The Opportunity Ahead
There is growing recognition of the need to better support care—and agreement around potential policy solutions. During the pandemic, temporary investments in children and families—from the Child Tax Credit to stabilization grants for child care providers— demonstrated the benefits of supporting caregivers through direct federal investment. As these temporary supports have ended, a growing chorus of voices across the government have called for revisiting these solutions to ensure security and stability over the long term. Most recently, the Surgeon General of the United States—in a report titled, fittingly, Parents Under Pressure—recognized the toll that caring for young children can take on parents and caregivers in the absence of basic family supports, and called for a national paid medical and family leave program, expanded assistance for child care, and more.
If policymakers want to ensure children thrive, it is important to invest in care, and caregivers.
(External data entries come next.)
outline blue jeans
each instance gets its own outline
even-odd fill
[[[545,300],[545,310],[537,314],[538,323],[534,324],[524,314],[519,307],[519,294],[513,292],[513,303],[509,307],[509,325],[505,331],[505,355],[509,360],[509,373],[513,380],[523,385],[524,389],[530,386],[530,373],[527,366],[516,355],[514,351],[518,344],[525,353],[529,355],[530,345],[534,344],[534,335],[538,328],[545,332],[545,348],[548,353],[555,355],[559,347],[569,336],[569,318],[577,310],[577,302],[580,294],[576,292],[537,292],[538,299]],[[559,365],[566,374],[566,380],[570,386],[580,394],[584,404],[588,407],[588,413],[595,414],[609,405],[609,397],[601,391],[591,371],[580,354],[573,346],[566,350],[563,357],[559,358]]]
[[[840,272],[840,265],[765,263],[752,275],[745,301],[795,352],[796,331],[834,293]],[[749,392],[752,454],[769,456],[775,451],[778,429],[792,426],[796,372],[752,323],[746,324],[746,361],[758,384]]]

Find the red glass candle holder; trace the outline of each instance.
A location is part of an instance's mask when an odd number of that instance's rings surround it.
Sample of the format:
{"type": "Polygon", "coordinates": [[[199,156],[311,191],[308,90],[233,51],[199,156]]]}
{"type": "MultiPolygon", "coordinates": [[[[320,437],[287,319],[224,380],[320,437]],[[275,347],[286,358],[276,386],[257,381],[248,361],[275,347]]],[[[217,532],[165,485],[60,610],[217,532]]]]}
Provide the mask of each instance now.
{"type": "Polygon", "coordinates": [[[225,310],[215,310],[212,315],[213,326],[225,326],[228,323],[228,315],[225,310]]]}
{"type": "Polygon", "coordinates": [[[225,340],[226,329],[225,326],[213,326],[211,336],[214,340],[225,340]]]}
Specifically, Congress can support young children and caregivers when it tackles major tax legislation next year, not only permanently expanding the Child Tax Credit, to make it easier for families with children to make ends meet, but also directly investing in caregivers by expanding the Earned Income Tax Credit to enable full-time caregivers to qualify due to their unpaid care work, as modeled in Congresswoman Gwen Moore’s Worker Relief and Credit Reform Act. Meanwhile policymakers can and should look beyond the tax code to better support caregivers and child care providers—including by investing directly in child care providers and programs and creating a national paid family and medical leave program.
Taking on this unfinished business will not be simple, but at the end of the day effectively supporting caregivers will set young children—and all of us—up for a stronger future.